Amazon.com's extraordinary growth has turned Seattle into the biggest company town in America.
Amazon now occupies 19 percent of all prime office space in the city, the most for any employer in a major U.S. city, according to an analysis conducted for the Seattle Times.
The e-commerce giant's presence in Seattle is more than twice as large as any other company in any other big U.S. city, the analysis showed, and its expansion is just getting started.
Swarms of young workers crowding into South Lake Union every morning represent an urban campus unparalleled in the United States - and they have helped transform Seattle, for better or worse. Amazon's rapid rise has fueled an economy that has driven up wages and lowered unemployment, but also produced clogged traffic on the roads and sky-high housing prices.
And while Seattle's booming economy is often attributed to a wide variety of factors, increasingly, it's all about one: Amazon, which now occupies more office space than the next 40 biggest employers in the city combined.
Its 8.1 million square feet is expected to soar to more than 12 million square feet within five years.
Amazon's supremacy in e-commerce and cloud computing has translated into an avalanche of glass, steel, people and money. Its unparalleled impact may give pause to those who experienced the downturn of the 1970s, when the shine of "Jet City" was tarnished as Boeing cut about two-thirds of its huge local workforce.
"Seattle's been through this before," said Tracey Seslen, a professor at the University of Washington's Foster School of Business. "If Amazon were to leave, that would create a giant hole in their wake."
Unlike Boeing, however, Amazon runs a vast web of mutually reinforcing yet diverse businesses - selling computing power, retailing nearly everything, publishing books and producing films, among other things.
John Schoettler, Amazon's director of real estate, said all he's experienced in nearly two decades is "steady, continued growth," the result of the company's zealous focus on satisfying customers.
The legacy of what so far amounts to $4 billion spent by the company on real estate in Seattle will be long-lasting, he said: "These buildings will stand for hundreds of years."
For this story, the real-estate data firm CoStar provided a list of all office tenants in the nation's 20 biggest cities by population, looking at only Class A offices, the modern buildings used by the vast majority of major employers.
Though other company campuses may be larger and more dominant in some suburbs - Microsoft in Redmond, or Apple, Google and Facebook in Silicon Valley - in big cities, corporate tenancy is generally fragmented.
For example, financial giant Citi has 3.7 million square feet in New York - making it the second-largest major-city office tenant in absolute terms after Amazon. But it represents less than 3 percent of Class A office space in the Big Apple.
That's typical: In most big cities, the top employer has less than 5 percent of local office space.
Among the largest 20 U.S. cities, only Columbus, Ohio - where insurer Nationwide occupies 16 percent of office space - has a situation comparable in its dominance to Amazon. But it's still less than half of Amazon's total square footage.

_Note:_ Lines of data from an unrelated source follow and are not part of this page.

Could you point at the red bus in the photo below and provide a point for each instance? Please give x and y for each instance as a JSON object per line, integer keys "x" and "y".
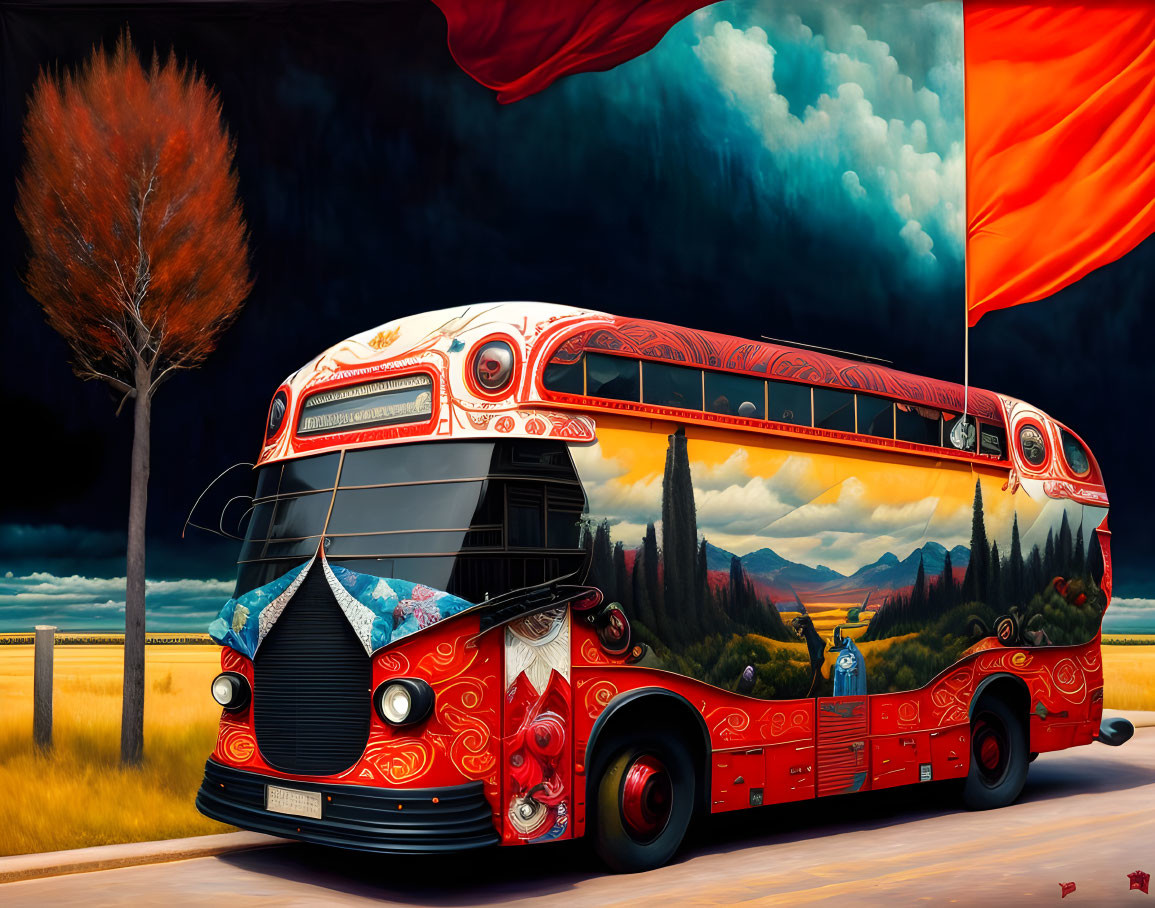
{"x": 519, "y": 572}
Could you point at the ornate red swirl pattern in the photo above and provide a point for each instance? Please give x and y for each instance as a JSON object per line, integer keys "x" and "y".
{"x": 469, "y": 749}
{"x": 399, "y": 759}
{"x": 785, "y": 722}
{"x": 673, "y": 344}
{"x": 951, "y": 697}
{"x": 591, "y": 653}
{"x": 449, "y": 659}
{"x": 233, "y": 661}
{"x": 597, "y": 697}
{"x": 728, "y": 723}
{"x": 236, "y": 744}
{"x": 393, "y": 662}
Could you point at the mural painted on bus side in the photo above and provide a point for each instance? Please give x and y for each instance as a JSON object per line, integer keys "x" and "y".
{"x": 782, "y": 568}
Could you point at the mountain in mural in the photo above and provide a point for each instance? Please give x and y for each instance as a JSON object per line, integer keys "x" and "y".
{"x": 891, "y": 573}
{"x": 769, "y": 570}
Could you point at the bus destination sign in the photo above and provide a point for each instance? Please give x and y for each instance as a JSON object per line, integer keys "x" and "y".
{"x": 408, "y": 399}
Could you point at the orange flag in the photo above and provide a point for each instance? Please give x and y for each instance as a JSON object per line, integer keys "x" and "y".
{"x": 1060, "y": 144}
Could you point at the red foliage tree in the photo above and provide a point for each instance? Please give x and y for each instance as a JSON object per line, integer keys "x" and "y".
{"x": 139, "y": 253}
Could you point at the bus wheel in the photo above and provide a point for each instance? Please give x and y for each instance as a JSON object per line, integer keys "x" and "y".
{"x": 998, "y": 757}
{"x": 645, "y": 802}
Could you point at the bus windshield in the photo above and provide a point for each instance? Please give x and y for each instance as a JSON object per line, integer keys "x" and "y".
{"x": 399, "y": 512}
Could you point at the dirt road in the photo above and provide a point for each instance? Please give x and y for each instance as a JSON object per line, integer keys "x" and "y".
{"x": 1087, "y": 816}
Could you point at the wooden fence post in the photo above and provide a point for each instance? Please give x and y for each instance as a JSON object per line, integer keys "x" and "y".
{"x": 42, "y": 685}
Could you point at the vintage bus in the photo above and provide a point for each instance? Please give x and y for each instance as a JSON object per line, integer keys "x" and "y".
{"x": 520, "y": 573}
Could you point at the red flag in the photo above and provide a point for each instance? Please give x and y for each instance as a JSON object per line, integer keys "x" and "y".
{"x": 519, "y": 47}
{"x": 1060, "y": 143}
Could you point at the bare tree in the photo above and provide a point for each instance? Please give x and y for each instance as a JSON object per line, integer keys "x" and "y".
{"x": 139, "y": 254}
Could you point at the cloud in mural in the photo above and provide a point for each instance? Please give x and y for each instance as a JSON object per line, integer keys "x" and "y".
{"x": 789, "y": 511}
{"x": 1130, "y": 616}
{"x": 839, "y": 114}
{"x": 98, "y": 603}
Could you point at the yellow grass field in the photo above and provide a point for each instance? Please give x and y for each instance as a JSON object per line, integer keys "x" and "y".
{"x": 79, "y": 795}
{"x": 1129, "y": 675}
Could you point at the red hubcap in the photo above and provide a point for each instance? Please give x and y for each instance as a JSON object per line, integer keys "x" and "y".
{"x": 990, "y": 749}
{"x": 647, "y": 797}
{"x": 990, "y": 753}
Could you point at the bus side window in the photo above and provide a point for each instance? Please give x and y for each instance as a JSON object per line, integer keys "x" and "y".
{"x": 876, "y": 416}
{"x": 568, "y": 378}
{"x": 563, "y": 519}
{"x": 612, "y": 377}
{"x": 834, "y": 409}
{"x": 789, "y": 402}
{"x": 921, "y": 425}
{"x": 992, "y": 439}
{"x": 526, "y": 510}
{"x": 735, "y": 395}
{"x": 671, "y": 386}
{"x": 949, "y": 421}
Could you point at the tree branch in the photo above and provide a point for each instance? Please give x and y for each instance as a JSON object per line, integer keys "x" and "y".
{"x": 91, "y": 373}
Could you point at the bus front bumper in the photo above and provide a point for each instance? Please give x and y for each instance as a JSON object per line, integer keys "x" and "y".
{"x": 399, "y": 820}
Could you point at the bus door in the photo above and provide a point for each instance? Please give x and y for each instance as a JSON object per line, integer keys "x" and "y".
{"x": 842, "y": 745}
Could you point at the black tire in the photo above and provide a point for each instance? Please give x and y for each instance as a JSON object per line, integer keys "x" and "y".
{"x": 645, "y": 801}
{"x": 998, "y": 757}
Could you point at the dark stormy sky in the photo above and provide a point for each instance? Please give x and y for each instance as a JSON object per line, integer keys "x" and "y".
{"x": 789, "y": 169}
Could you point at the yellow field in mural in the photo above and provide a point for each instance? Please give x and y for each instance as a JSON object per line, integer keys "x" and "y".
{"x": 79, "y": 794}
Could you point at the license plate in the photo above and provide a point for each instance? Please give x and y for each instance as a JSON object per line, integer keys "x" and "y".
{"x": 293, "y": 801}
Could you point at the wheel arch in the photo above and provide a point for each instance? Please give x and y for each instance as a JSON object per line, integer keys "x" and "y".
{"x": 651, "y": 706}
{"x": 1011, "y": 689}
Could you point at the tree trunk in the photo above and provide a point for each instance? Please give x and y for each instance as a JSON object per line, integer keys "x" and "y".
{"x": 132, "y": 716}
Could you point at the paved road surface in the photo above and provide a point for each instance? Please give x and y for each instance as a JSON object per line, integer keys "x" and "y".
{"x": 1087, "y": 815}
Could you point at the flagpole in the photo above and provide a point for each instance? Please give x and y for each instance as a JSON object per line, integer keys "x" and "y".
{"x": 966, "y": 265}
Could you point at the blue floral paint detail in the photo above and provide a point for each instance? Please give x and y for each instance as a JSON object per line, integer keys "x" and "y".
{"x": 400, "y": 608}
{"x": 238, "y": 622}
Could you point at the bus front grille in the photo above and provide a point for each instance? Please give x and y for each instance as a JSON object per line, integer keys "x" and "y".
{"x": 311, "y": 686}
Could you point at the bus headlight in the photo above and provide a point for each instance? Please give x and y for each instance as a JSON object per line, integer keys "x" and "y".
{"x": 403, "y": 701}
{"x": 231, "y": 690}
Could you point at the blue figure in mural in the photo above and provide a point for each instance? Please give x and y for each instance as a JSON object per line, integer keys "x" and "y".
{"x": 849, "y": 670}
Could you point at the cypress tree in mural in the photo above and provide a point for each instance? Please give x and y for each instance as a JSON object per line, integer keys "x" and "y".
{"x": 621, "y": 578}
{"x": 601, "y": 572}
{"x": 946, "y": 582}
{"x": 737, "y": 590}
{"x": 1016, "y": 589}
{"x": 653, "y": 587}
{"x": 679, "y": 544}
{"x": 642, "y": 605}
{"x": 918, "y": 593}
{"x": 1035, "y": 570}
{"x": 995, "y": 583}
{"x": 974, "y": 585}
{"x": 1065, "y": 552}
{"x": 702, "y": 585}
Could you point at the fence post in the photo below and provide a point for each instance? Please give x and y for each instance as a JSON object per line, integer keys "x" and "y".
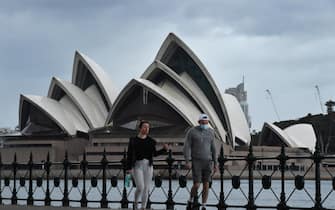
{"x": 251, "y": 160}
{"x": 30, "y": 200}
{"x": 66, "y": 190}
{"x": 282, "y": 161}
{"x": 47, "y": 165}
{"x": 221, "y": 160}
{"x": 14, "y": 165}
{"x": 317, "y": 157}
{"x": 0, "y": 178}
{"x": 83, "y": 166}
{"x": 169, "y": 201}
{"x": 104, "y": 163}
{"x": 124, "y": 201}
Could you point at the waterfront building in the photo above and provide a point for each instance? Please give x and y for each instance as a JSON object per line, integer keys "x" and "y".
{"x": 88, "y": 115}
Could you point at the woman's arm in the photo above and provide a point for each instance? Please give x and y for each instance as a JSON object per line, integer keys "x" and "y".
{"x": 161, "y": 151}
{"x": 130, "y": 154}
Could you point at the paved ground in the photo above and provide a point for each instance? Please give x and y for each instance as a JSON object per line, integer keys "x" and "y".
{"x": 48, "y": 208}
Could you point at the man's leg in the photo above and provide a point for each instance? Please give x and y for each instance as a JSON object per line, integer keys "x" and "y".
{"x": 205, "y": 186}
{"x": 207, "y": 171}
{"x": 194, "y": 189}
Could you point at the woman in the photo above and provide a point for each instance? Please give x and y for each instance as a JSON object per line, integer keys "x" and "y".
{"x": 141, "y": 150}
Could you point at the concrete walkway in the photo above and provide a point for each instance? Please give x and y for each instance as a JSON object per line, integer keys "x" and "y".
{"x": 10, "y": 207}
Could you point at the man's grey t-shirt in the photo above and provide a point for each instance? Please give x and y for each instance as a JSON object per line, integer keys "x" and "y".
{"x": 199, "y": 144}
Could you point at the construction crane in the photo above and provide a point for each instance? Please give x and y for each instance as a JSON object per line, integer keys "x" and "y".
{"x": 319, "y": 95}
{"x": 273, "y": 103}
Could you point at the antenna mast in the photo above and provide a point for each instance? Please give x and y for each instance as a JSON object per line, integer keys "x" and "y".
{"x": 319, "y": 95}
{"x": 273, "y": 104}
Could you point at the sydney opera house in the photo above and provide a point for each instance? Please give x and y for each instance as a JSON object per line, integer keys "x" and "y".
{"x": 88, "y": 114}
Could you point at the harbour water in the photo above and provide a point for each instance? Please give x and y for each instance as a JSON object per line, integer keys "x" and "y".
{"x": 270, "y": 197}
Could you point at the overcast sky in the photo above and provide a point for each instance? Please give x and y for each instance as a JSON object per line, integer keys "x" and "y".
{"x": 287, "y": 47}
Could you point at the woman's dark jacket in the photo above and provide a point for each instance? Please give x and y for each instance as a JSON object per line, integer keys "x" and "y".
{"x": 131, "y": 154}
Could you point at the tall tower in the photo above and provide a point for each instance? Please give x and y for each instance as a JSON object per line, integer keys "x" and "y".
{"x": 241, "y": 96}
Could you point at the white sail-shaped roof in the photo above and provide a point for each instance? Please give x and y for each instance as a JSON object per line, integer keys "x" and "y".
{"x": 53, "y": 110}
{"x": 180, "y": 58}
{"x": 86, "y": 73}
{"x": 190, "y": 92}
{"x": 187, "y": 111}
{"x": 89, "y": 109}
{"x": 238, "y": 122}
{"x": 303, "y": 135}
{"x": 283, "y": 136}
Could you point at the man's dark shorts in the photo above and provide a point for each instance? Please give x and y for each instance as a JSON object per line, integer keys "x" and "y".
{"x": 201, "y": 170}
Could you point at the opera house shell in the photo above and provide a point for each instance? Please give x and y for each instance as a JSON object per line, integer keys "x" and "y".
{"x": 88, "y": 114}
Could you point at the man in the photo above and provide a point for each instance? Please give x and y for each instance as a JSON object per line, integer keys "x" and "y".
{"x": 200, "y": 147}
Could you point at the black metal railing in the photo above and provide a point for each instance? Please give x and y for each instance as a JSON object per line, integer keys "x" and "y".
{"x": 104, "y": 177}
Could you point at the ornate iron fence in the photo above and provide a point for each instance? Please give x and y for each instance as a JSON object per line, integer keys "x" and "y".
{"x": 84, "y": 176}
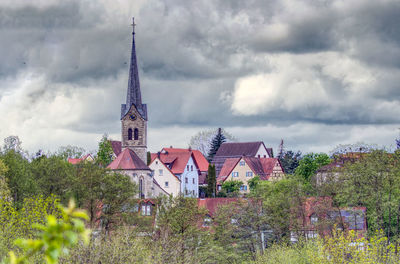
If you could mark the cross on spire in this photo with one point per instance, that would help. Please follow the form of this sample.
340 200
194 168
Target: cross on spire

In Seattle itself, Amazon is in a league of its own. Its presence is nearly 20 times greater than that of the next-biggest employer.
Next in size after Amazon, Safeco Insurance and the University of Washington each occupy about 400,000 square feet of office space in Seattle, followed by several companies with about 300,000 square feet each: Tableau; Zillow; Zulily; Nordstrom; F5 Networks; Facebook; and the U.S. Department of Labor.
Amazon got its start in a Bellevue garage in 1994, and it first grew without much of a plan - its employees were scattered in various downtown Seattle buildings and in the former Pacific Medical Center building on Beacon Hill. When Schoettler, the Amazon real-estate executive, joined the company in 2001, it had 630,000 square feet in Seattle.
In 2005, Schoettler said, he told CEO Jeff Bezos that the company needed a plan, and Bezos agreed. His only condition was that Amazon stay in downtown Seattle, Schoettler said.
That coincided with the reversal of a decades-long outflow from U.S. cities to their suburbs: By staying in the urban core, Amazon would attract members of the hip creative class.
"It was a very conscious decision we made," Schoettler said.